That is definitlely true. I made the mistake of sometimes telling my Ex just how bad of a day I had. As a Medic, your average bad day ruins dinner and next day’s breakfast for the other person.
As for the research, I’d be interested in the statistical methods used to analyze the data. I know nothing about Sociology methodology, but statistics stays the same scross the board.

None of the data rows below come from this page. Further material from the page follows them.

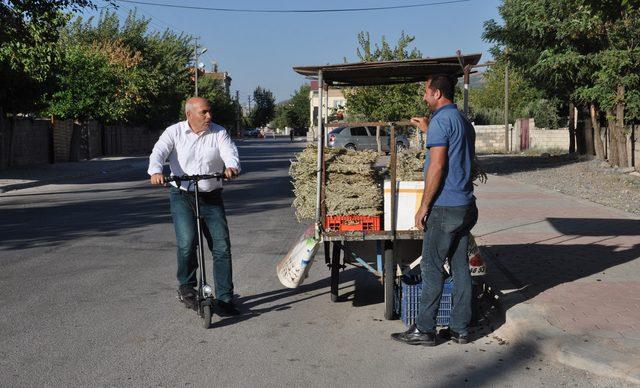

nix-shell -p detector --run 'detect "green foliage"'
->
[0,0,99,113]
[520,98,561,129]
[345,31,427,121]
[48,42,145,122]
[60,11,193,128]
[484,0,640,120]
[198,75,239,131]
[273,85,311,128]
[251,86,276,127]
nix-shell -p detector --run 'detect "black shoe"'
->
[440,329,469,345]
[391,324,436,346]
[178,284,198,309]
[215,299,240,315]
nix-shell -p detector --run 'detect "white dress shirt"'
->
[147,121,240,191]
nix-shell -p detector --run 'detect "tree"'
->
[48,41,146,123]
[63,11,193,128]
[469,61,559,128]
[345,31,426,121]
[274,84,311,128]
[484,0,640,165]
[0,0,99,118]
[198,75,239,131]
[251,86,276,127]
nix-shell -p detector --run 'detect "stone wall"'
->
[529,128,569,151]
[474,124,515,153]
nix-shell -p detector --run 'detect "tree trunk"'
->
[589,102,604,160]
[612,85,629,167]
[574,106,587,155]
[607,110,620,166]
[569,102,576,154]
[0,106,9,169]
[582,105,596,156]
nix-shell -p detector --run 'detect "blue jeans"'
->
[416,203,478,334]
[170,187,233,302]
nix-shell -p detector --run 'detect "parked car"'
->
[328,127,409,152]
[243,128,260,137]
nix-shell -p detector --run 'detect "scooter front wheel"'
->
[202,304,211,329]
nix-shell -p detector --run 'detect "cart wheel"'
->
[202,304,211,329]
[331,242,340,302]
[382,249,396,320]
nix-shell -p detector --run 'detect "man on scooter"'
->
[147,97,240,315]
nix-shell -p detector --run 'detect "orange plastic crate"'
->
[324,216,381,232]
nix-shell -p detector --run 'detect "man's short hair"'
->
[429,74,458,101]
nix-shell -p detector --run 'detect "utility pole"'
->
[504,61,510,153]
[193,37,207,97]
[193,38,198,97]
[236,90,242,138]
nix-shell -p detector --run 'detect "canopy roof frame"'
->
[293,50,482,239]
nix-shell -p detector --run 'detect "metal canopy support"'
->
[463,65,471,118]
[316,70,324,239]
[324,85,329,144]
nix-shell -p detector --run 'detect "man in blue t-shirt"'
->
[391,75,478,346]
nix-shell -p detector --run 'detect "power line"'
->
[115,0,471,13]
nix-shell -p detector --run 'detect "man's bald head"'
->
[184,97,211,133]
[184,97,210,114]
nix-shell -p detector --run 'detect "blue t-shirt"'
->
[424,104,476,206]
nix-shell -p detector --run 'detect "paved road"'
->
[0,140,632,387]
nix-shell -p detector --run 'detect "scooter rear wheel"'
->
[202,304,211,329]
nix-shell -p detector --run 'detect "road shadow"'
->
[478,154,584,175]
[212,263,382,327]
[482,218,640,318]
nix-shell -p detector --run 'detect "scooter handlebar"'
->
[163,172,224,182]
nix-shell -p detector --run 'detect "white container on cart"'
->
[384,181,424,230]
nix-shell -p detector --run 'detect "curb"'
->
[0,164,134,194]
[482,247,640,385]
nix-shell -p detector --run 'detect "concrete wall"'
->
[529,128,569,151]
[11,119,51,166]
[104,125,162,156]
[474,124,519,153]
[0,118,162,169]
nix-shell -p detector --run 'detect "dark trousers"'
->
[416,203,478,334]
[170,187,233,302]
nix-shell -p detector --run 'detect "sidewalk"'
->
[0,157,148,193]
[473,175,640,384]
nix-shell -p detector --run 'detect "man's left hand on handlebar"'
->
[151,174,165,185]
[224,167,238,179]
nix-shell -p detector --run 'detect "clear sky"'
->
[87,0,501,104]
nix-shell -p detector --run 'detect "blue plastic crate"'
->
[399,278,453,326]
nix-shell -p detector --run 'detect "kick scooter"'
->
[164,173,224,329]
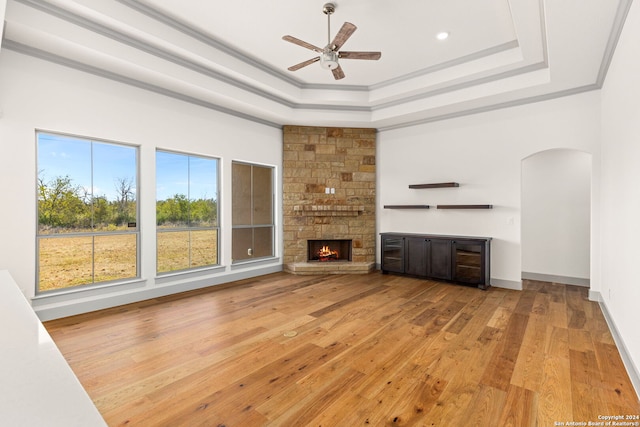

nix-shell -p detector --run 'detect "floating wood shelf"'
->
[409,182,460,188]
[384,205,429,209]
[436,205,493,209]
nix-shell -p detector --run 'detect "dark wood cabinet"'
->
[381,233,491,289]
[382,236,404,273]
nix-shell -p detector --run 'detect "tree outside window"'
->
[156,150,219,273]
[36,132,139,293]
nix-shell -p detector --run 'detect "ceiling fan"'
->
[282,3,382,80]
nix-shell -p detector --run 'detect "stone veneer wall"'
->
[283,126,376,274]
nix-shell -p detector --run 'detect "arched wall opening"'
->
[521,149,592,287]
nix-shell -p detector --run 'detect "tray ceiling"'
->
[2,0,632,129]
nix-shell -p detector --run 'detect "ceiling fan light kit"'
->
[282,3,382,80]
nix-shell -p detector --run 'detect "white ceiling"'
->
[0,0,632,129]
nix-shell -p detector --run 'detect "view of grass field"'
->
[38,230,218,291]
[157,230,218,273]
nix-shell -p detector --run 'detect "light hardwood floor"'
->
[45,272,640,427]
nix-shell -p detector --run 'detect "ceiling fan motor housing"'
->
[320,50,338,70]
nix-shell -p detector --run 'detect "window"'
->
[36,132,139,293]
[156,151,219,273]
[231,162,274,262]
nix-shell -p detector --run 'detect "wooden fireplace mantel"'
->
[293,205,364,216]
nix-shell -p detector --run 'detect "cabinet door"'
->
[380,236,404,273]
[404,237,428,276]
[453,240,485,285]
[427,239,451,280]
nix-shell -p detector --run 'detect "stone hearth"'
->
[283,126,376,274]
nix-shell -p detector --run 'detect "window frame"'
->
[34,129,142,297]
[154,148,222,277]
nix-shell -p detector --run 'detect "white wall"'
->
[522,150,592,286]
[377,91,600,289]
[600,2,640,393]
[0,49,282,318]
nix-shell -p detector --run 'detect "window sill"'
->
[31,279,147,308]
[231,256,280,270]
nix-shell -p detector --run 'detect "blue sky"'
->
[38,133,218,200]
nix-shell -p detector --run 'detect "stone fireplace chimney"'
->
[283,126,376,274]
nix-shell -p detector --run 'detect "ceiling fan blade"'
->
[287,56,320,71]
[329,22,358,51]
[338,52,382,60]
[282,36,322,53]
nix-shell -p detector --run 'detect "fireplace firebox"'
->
[307,239,351,262]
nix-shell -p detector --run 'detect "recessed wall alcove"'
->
[283,126,376,274]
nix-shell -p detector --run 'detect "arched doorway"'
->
[521,149,592,286]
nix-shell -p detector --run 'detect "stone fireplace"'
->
[307,239,352,262]
[283,126,376,274]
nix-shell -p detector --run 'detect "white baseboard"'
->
[522,271,591,288]
[491,278,522,291]
[598,295,640,396]
[32,264,282,322]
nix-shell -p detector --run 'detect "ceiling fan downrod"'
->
[322,3,336,47]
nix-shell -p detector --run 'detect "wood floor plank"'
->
[45,273,640,427]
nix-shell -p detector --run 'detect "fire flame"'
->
[318,246,338,261]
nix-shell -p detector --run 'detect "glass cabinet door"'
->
[382,236,404,273]
[453,240,484,284]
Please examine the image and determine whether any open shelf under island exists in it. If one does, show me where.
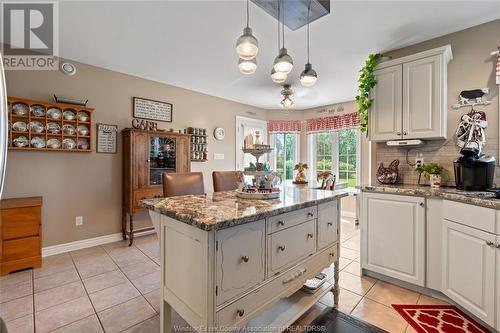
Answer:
[140,187,347,333]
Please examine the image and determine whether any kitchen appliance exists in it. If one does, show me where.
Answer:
[454,155,495,191]
[0,54,9,198]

Well, not always. People who work in emergency medicine can plan their dinner party while* performing* gastric lavage. Family just has to be able to eat while hearing about it. (If I couldn’t stand that, I’m afraid it would put a huge crimp on our social life.)
BioCatholic:
We might be on a roll here! Let me try this one on the ladies. This really happened. Once my wife asked me what I was thinking. I must have looked preoccupied. It went like this. “Well, I was thinking instead of getting one of those expensive cyclone fences for the yard, I could rent one of those posthole diggers; then dig three foot holes, eight inches across; then run down to the farm supply store where they have a few ten-foot posts, six inches in diameter and enough rolls of game fence and several pounds of fence stapes; (be hell to lift. Have to get my son to help) then to the concrete contractor for limestone gravel to pack around the posts, (I’ll need a tamper. Saw one at the hardware store) and I’ll have a better fence than any cyclone fence, especially if I bury some thick stems of grape ivy right next to it; maybe alternating with morning glories. In a few years, there’ll be nothing like it…see, morning glories grow faster than grape ivy and…etc”
My wife’s eyes glazed over; she started getting kind of antsy and messing around with things on the table with her hands, then I realized she really didn’t want to know “what I was thinking” after all.
If my husband had said that, we’d have a conversation about hardware, prevailing wind, maintainence costs, the neighborhood association rules, and so on. (I know this, because we had this conversation before our fence went up.)
OK, now I get it. You guys may be right. I am a woman who was raised by boys (lots of brothers, small school with only boys in my class). It is possible that my experience is just too different from the norm.
…
Having admitted that, though, I still maintain that a great many people do not stay in gradeschool when it comes to their communication skills. Not all women stay in the fifth grade where a social faux pas can be punished by months of emotional abuse. Men do not all stay in the fifth grade where it is all but punishable to admit there
is such a thing as a social faux pas.
Men can learn tact.* Women can learn not to be so thin-skinned. Any emotionally-healthy adult can learn that the world does not revolve around their way of doing things.
The difference between good marriages and poor marriages isn’t that people in good marriages learn to never have a fight. People in good marriages know how to have conflict without willfully doing damage and how do repairs if a conflict causes damage.
*To be fair, men do know tact. They know the kind of tact that guys want…which is mostly about what you don’t say and do in order to spare somebody else’s pride and autonomy, rather than what you do say and do in order to include someone in your emotional and social life. And to be fair, women
do not always tell each other what they are thinking, not the ones who keep their friends, anyway.
Let’s face it, there are some things that cannot be said with kindness. If you can’t say it kindly and you don’t have to say it, if letting loose with your tongue will bring about no good result, there is no sin in leaving something unsaid.